Background: The ability of DC to migrate to sites of tumor, capture antigens, migrate to regional lymph nodes, and activate naïve T cells, is key to the induction of in vivo anti-tumor immunity. In fact a correlation between the number of DC infiltrating tumor and a generally more favorable clinical course, has been reported for a number of cancers, including PCa. However, there is little information on the viability and propensity for apoptosis of DC infiltrating tumors in vivo. Here we report on a immunohistochemical analyses of DC from PCa of different pathological stages. Methods: The analyses were conducted in accordance with IRB procedures, on fresh PCa tissue from 18 radical prostatectomy specimens performed at the Dept of Urology, Hamburg, Germany. Patient (pt) characteristics: median age 59 yr; pT2, n=5; pT3, n=10; pT4, n=3. Pts were analyzed as groups of localized (pT2) or advanced (pT3, pT4) PCa along with matched normal prostate tissue.

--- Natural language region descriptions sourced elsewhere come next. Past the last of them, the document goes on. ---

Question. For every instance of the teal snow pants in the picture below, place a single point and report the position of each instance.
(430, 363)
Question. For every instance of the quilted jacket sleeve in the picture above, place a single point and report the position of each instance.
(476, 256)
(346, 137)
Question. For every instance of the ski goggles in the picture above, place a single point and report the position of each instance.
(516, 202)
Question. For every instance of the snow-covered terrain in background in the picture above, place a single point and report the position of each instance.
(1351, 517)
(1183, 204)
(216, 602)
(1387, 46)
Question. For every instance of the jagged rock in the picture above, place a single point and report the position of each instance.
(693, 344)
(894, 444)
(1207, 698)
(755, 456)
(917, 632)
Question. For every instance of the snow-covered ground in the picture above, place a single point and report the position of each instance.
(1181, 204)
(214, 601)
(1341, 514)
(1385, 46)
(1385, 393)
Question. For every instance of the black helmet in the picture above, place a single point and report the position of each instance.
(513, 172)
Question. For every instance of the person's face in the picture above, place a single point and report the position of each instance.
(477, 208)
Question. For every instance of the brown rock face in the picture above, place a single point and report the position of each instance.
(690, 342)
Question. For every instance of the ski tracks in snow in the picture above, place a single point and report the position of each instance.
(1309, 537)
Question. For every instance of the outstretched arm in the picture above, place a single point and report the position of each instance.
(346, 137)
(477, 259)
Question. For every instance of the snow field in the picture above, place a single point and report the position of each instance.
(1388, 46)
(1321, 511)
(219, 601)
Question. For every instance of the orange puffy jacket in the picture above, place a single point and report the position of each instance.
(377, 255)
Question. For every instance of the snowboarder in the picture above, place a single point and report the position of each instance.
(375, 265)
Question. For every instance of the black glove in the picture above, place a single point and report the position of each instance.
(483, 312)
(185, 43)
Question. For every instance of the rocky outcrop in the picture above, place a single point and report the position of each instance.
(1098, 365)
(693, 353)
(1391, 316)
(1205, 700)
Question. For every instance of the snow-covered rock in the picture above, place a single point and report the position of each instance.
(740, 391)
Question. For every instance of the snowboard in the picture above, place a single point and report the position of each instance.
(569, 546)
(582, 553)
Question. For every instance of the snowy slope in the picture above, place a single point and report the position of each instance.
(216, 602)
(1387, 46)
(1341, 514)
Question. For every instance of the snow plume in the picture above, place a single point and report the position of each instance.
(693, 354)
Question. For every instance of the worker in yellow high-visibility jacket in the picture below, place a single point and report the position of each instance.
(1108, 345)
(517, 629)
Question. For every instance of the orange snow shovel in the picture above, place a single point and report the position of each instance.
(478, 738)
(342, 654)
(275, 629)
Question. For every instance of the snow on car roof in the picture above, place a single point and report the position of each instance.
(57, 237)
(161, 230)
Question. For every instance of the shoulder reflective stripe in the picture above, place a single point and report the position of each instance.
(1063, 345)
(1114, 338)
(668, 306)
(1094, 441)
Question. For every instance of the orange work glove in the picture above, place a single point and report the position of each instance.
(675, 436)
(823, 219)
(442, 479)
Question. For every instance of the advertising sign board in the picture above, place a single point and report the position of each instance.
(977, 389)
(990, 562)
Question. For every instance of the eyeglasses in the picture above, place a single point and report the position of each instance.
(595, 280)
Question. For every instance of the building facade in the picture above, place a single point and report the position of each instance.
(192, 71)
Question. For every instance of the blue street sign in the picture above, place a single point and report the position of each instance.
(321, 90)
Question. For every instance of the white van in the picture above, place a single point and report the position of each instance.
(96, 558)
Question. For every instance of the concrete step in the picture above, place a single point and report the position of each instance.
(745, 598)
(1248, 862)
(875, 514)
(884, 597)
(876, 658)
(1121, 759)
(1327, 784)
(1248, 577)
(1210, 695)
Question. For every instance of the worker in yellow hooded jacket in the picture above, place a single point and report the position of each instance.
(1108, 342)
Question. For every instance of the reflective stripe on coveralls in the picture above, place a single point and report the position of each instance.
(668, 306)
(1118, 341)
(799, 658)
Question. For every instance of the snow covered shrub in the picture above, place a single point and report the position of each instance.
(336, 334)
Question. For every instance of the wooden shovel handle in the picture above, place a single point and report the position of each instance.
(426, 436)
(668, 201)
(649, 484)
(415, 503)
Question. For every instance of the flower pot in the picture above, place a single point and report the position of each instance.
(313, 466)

DC distribution in prostatic tissue was assessed with immunohistochemical stains for the following markers: CD83 for mature DC; S100 for tissue DC; and CD1a for immature DC. To evaluate DC apoptosis, double stains were done for S100/TUNNEL in all specimens, and CD83/TUNNEL and CD1a/TUNNEL in some cases. Additional stains for T lymphocytes (CD4 and CD8) and macrophages (CD68) were also performed. The intensity of staining was graded from 0 to 4, and the expression level of markers between groups was compared using non-parametric statistics. Results: The expression of DC markers in pT2 vs pT3–4 tumors was as follows: CD 83, 1.5±0.24 vs 1.0±0.21(p 0.05); S100, 3.5±0.5 vs 0.75±0.37(p<0.01); CD1a, 0.15±0.01 vs 0.93±0.31(p<0.05); CD68, 1.25±0.25 vs 1.92±0.19(p<0.05). Thus mature DC preferentially infiltrate localized tumors and more advanced tumors have an immature DC infiltrate and an excess of macrophages. Two-color staining with S100/TUNNEL demonstrated a DC apoptotic index of 6±2.9 in pT3-T4 PCa vs 1.3±0.9 in pT2 PCa ((p<0.05). Conclusions: Tumor grade determines both DC phenotype, as well as DC apoptosis within tumor tissue (PCa) in vivo. Furthermore, preliminary analysis also reveals an inverse relationship between PSA expression and CD83 expression in tumor samples.

No significant financial relationships to disclose.